By Graham Keeley
BARCELONA (Reuters) – When police ordered a local mayor in southern Spain to take down a rainbow flag put up to celebrate gay pride on Friday because it was illegal, more than 300 households in the village rallied to the cause and flew their own flags.
By the time gay pride celebrations took place in Spain on Sunday, the Andalusian village of Villanueva de Algaidas near Malaga was awash with flags hanging from balconies, windows and even a bar in solidarity.
Juan Civico, Socialist mayor of the village of 4,000 inhabitants, only found out it was illegal for authorities to fly the flag after three residents complained about the one he had put up.

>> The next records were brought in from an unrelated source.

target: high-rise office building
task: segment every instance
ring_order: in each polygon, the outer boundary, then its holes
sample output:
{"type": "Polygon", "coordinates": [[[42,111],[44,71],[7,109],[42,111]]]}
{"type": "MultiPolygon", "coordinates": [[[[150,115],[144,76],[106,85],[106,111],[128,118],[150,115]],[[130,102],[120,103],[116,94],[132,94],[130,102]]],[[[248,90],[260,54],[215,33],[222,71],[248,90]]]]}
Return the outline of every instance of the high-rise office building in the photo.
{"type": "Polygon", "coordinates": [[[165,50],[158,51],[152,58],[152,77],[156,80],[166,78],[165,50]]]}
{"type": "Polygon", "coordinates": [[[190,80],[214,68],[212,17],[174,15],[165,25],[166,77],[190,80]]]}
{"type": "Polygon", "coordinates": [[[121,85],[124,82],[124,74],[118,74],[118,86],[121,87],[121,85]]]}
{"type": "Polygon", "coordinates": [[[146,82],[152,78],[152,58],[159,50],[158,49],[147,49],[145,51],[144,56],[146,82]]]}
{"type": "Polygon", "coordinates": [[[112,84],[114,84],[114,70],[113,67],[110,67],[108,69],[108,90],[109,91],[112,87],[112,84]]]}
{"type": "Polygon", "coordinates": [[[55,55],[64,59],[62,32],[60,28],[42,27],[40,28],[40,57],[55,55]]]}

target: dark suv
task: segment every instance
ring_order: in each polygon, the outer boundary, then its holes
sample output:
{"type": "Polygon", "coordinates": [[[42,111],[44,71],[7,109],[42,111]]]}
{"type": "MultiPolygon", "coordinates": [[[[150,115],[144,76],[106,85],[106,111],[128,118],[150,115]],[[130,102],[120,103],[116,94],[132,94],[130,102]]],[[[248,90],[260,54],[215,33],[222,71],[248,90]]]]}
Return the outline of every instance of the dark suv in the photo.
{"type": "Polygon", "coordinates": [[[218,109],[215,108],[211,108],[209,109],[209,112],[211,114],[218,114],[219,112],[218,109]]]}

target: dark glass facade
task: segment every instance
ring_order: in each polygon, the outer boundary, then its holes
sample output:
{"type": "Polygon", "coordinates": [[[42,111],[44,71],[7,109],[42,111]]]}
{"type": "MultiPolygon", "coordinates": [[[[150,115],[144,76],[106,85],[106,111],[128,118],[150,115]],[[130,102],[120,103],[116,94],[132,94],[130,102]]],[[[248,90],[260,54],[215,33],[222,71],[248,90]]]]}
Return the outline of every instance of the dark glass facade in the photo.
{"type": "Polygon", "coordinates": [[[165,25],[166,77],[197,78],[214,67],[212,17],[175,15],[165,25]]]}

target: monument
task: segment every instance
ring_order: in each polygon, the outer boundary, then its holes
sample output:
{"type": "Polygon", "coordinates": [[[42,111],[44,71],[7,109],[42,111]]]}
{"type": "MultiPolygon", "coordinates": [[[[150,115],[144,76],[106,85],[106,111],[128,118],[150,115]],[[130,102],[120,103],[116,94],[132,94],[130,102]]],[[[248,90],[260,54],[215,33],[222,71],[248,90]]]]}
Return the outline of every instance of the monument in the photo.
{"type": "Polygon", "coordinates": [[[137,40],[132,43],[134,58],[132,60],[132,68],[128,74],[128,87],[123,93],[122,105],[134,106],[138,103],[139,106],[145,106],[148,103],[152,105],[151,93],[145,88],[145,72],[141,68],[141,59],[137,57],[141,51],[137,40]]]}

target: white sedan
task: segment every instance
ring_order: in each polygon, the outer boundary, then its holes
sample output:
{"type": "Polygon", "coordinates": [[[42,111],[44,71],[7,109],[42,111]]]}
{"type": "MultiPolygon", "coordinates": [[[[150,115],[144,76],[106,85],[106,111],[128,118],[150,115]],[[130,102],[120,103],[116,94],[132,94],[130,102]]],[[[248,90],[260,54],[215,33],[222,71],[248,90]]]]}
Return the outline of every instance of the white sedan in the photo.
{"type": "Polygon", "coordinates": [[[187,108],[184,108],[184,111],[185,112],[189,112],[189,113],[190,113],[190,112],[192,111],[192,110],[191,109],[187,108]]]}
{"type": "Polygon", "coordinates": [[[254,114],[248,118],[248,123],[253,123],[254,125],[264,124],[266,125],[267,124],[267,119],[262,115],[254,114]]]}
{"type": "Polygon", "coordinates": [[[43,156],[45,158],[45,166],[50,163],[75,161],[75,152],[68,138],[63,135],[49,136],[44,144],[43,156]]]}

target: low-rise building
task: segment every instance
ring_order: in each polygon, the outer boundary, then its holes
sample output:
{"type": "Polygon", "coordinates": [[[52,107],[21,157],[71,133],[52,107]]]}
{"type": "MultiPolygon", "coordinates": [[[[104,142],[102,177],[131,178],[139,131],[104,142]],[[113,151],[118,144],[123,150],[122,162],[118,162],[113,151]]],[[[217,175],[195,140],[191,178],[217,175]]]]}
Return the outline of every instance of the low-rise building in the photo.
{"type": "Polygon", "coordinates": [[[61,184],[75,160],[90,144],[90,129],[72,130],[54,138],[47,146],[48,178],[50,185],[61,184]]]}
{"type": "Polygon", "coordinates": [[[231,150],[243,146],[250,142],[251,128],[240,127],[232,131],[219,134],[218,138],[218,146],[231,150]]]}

Civico said the local government was bound by a recent ruling by the Spanish Supreme Court that only official flags, of Spain, its regions or the European Union, can be flown from council buildings.

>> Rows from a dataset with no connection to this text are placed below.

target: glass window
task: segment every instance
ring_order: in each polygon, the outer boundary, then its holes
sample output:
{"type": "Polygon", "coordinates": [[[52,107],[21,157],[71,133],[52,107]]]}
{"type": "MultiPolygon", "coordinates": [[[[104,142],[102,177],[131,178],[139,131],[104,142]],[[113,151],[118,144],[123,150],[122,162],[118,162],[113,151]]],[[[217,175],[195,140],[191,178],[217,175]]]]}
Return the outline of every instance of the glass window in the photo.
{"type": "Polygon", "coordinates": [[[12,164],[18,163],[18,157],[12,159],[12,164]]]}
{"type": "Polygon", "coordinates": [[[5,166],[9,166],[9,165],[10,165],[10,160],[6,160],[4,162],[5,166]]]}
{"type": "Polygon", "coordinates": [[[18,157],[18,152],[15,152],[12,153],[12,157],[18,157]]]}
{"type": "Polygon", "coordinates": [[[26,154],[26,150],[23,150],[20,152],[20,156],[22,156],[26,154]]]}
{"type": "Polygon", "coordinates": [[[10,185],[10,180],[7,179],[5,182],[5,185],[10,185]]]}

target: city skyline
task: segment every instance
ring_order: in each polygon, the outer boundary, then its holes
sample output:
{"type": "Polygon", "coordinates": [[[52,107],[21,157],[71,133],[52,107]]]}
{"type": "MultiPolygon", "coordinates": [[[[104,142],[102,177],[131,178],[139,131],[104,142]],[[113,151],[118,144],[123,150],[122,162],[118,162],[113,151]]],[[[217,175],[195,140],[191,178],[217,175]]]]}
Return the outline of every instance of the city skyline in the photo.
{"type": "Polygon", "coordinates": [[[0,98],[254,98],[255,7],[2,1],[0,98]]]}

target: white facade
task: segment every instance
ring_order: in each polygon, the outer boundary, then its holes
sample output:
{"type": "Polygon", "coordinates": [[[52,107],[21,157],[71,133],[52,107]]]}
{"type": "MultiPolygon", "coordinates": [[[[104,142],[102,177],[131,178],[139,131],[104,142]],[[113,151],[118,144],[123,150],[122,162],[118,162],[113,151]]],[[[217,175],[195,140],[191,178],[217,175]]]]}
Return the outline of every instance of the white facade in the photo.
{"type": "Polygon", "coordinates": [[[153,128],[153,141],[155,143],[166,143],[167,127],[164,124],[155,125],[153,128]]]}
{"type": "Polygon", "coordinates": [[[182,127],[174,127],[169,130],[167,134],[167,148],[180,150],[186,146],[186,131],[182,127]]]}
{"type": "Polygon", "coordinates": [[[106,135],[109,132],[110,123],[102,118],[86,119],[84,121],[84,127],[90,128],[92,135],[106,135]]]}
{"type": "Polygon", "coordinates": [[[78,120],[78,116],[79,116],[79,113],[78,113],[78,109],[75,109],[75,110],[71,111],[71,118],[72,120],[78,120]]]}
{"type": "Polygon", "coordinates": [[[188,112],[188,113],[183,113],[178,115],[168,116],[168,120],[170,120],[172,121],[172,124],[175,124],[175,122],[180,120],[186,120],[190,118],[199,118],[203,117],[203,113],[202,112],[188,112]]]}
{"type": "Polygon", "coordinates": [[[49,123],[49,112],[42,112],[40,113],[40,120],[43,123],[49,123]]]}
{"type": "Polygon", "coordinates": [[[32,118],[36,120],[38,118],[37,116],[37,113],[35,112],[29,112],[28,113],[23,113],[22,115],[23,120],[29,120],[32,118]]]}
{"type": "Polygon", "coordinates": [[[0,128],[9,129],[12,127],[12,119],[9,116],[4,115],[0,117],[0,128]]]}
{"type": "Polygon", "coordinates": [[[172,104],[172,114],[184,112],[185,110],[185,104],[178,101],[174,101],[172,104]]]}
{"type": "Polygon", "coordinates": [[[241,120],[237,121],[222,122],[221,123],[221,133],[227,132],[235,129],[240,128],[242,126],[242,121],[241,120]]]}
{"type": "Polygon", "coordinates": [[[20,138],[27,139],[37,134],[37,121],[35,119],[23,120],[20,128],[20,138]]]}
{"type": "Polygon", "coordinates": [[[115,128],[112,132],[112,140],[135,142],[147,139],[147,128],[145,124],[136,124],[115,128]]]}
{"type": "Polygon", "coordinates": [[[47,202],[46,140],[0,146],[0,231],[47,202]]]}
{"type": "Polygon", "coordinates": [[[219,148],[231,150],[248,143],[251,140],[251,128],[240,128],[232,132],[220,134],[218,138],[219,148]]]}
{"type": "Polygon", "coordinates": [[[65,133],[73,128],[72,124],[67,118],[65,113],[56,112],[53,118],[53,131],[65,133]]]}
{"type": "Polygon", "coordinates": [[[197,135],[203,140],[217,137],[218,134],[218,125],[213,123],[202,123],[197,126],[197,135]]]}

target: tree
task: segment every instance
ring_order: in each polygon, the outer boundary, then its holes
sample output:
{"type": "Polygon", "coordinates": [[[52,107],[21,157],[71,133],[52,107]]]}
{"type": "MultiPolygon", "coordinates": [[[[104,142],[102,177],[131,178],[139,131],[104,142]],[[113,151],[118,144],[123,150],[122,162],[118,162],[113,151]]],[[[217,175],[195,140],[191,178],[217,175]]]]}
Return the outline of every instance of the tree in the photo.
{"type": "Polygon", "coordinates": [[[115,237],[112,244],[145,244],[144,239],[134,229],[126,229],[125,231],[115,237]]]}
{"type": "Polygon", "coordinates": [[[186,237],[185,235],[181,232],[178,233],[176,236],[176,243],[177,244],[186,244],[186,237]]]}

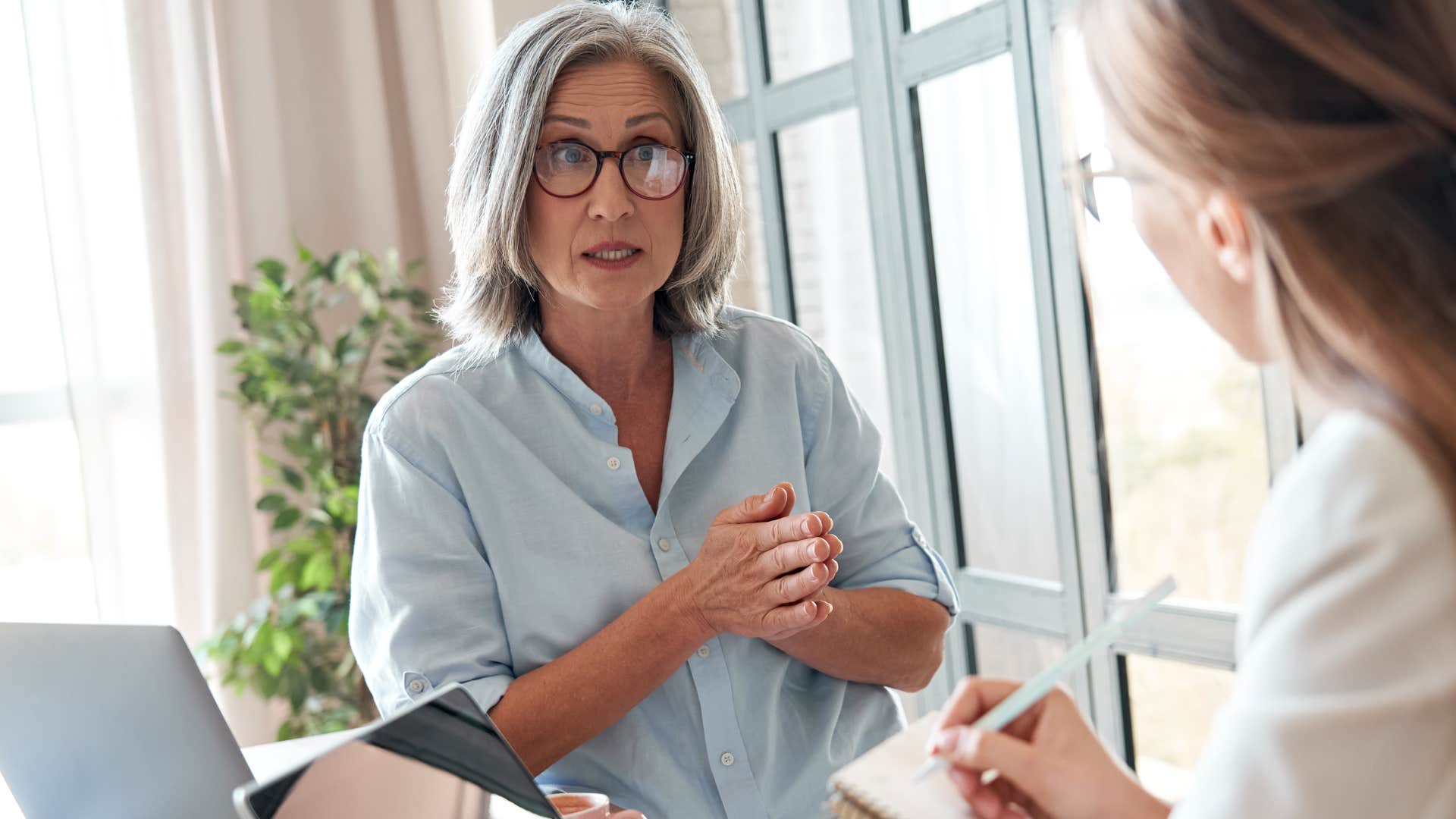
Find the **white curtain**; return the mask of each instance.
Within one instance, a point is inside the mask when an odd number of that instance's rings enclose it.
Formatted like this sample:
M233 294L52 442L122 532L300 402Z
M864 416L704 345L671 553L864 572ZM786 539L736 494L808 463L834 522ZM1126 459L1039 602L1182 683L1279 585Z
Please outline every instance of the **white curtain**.
M443 284L450 143L488 10L23 0L102 619L195 644L261 590L255 446L214 353L236 332L229 287L296 236L399 248ZM221 700L243 745L272 739L277 711Z

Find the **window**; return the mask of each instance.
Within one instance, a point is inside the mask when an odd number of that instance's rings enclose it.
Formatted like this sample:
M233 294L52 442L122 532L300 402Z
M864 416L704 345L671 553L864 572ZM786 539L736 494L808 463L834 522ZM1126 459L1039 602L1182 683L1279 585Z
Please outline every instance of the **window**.
M917 705L973 669L1035 673L1174 573L1179 597L1072 686L1175 796L1227 698L1243 548L1297 423L1287 383L1178 297L1125 189L1101 223L1075 211L1063 163L1102 125L1059 6L667 3L744 79L715 80L756 200L735 300L828 350L958 567L964 628Z
M41 188L19 0L0 3L0 222L13 227L0 299L0 621L95 621L82 463Z

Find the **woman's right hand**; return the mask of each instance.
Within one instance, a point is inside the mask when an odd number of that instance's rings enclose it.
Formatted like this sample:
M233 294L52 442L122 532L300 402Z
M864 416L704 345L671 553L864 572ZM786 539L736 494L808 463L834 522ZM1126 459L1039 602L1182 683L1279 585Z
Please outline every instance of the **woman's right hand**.
M968 676L951 695L926 749L951 761L951 781L981 819L1166 819L1168 806L1143 790L1057 688L1002 732L970 726L1021 683ZM996 771L989 783L986 771Z
M823 512L779 517L789 497L779 484L718 513L697 557L673 577L690 616L711 634L782 640L833 611L811 597L839 571L843 544Z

“After the complaints, we studied what we had to do. We saw that under the law we had to remove the flag. But the people can put what they like on their balconies,” said Civico.
Hearing about the police action, Antonio Carlos Alcntara who runs a shop in the seaside resort of Torremolinos, 62 km away, had an idea.
He sells rainbow flags in his shop in the resort, which is popular with the LGBT community, but because of the coronavirus they were not selling and he had plenty in stock.
After he put out a message on the council’s Facebook page asking if anyone in Villanueva de Algaidas wanted to fly a rainbow flag, he received more than 100 requests for the flags, prompting him to drive over and hand out another 300.
“The village is full(of flags). It is incredible,” Alcntara said.
Piedad Queralta hung two flags from her house in the village.
“I think people should be free to love who they want to as long as it does not cause anybody any harm,” she said.
In 2005, Spain became the third country in the world to legalise same-sex marriage, after the Netherlands and Belgium.
A 2013 report for the U.S.-based Pew Research Center found 88% of Spaniards accepted homosexuality, making it one of the most accepting countries of the 39 polled.
Antonio Ferre, of the Federation of Andalusian LGTB+ Diversity, said the villagers’ initiative in Villanueva de Algaidas was “especially moving”.
Manolo Garcia, another resident, was just happy to support the cause.
“To me it is not good nor bad. Every person should be able to do what they like in their own home and in the public street if it does not offend others,” he said.